Common law not the answer
The statutory resource titles held by mining and petroleum companies are different to the common law rights that govern land ownership. The law relating to land estates has been established by court cases and other accepted practices, going back centuries in some instances.
The statutory rights of resource title holders often do not work effectively with the common law estates of land owners. Hence, to avoid a perception that landowners’ rights are being given away through back-room deals, governments are encouraging mining companies to gain community acceptance through consultation and broader social licencing protocols.
‘Among the states, Queensland has a better developed process, with a conduct and compensation agreement that requires negotiation for access with landholders by the mining company; and the landholder is compensated for any damage to the land,’ says Prof Hepburn.
These rights are for the landowner's protection, but do not give anyone an automatic right to veto exploration and mining – despite the easy appeal of a campaign slogan like ‘Lock the Gate.’
‘The important thing to remember with consultation is that it's an information exchange; it is not a right of veto for the local community,’ says Prof Hepburn.
She recommends the Metgasco decision in New South Wales as a case study on what can happen if no attempt is made to win over the local community.
Following rules is no excuse
Energy miner Metgasco did what was required of it under the legislation that was in place at the time – which amounted to nothing more than taking steps to inform affected landowners.
‘We know from the Metgasco decision in New South Wales that the courts are going to be fairly strict in terms of what ‘consultation’ means.’
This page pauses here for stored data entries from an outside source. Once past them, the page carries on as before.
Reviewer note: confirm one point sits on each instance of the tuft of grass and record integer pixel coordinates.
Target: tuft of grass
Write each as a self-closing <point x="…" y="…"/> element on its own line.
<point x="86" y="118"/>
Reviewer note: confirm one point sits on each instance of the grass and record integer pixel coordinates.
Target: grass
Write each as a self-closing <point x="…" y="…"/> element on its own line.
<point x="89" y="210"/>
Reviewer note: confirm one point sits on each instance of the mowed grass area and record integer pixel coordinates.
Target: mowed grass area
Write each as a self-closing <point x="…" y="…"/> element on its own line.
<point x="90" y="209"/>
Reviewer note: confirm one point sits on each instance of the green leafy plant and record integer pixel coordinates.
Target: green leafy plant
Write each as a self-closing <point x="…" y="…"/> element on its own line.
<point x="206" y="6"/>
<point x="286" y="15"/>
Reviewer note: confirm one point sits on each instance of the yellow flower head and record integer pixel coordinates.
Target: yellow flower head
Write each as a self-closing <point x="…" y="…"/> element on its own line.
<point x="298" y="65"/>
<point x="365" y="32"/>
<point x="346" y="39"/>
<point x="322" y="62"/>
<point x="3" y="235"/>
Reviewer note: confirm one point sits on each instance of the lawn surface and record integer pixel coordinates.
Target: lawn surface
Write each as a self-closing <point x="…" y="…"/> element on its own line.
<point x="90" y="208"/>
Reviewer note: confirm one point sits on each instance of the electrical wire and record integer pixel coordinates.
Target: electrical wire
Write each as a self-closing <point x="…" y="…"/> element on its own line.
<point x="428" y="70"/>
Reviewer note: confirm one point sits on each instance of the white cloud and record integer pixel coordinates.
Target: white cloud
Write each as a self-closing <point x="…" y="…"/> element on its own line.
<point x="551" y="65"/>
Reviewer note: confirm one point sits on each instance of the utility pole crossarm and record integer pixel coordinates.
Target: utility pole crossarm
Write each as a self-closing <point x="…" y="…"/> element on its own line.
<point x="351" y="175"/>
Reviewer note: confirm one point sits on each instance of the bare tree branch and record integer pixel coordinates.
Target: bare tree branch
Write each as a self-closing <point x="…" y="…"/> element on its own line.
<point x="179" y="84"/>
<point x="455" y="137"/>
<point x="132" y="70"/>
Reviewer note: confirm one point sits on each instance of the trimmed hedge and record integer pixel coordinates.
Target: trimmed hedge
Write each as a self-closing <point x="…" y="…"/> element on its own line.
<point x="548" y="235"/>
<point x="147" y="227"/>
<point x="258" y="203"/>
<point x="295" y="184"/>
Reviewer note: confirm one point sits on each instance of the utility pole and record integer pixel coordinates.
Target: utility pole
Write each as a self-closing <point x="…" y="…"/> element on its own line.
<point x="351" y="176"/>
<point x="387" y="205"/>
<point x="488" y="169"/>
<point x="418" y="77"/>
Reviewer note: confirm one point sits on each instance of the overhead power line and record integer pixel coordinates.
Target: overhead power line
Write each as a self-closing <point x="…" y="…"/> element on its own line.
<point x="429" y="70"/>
The strict legalistic approach taken by Metgasco, however, generated enormous bad will –local protests led the NSW government to decide Metgasco had not complied with their community engagement requirements and therefore were in breach of their environmental management conditions and suspended the licence.
Metgasco went back to the courts, and the suspension was set aside. ‘Ultimately the court concluded that the authorised rights of the resource title holder should be upheld and that Metgasco had not infringed any community consultation obligations because the legal requirements imposed on it did not require broader stakeholder consultation,’ says Prof Hepburn.
And the case is not over yet: As a footnote, the NSW government had entered into negotiations to compensate Metgasco, but by early September 2015 these had broken down, and it seems it’s back to court again.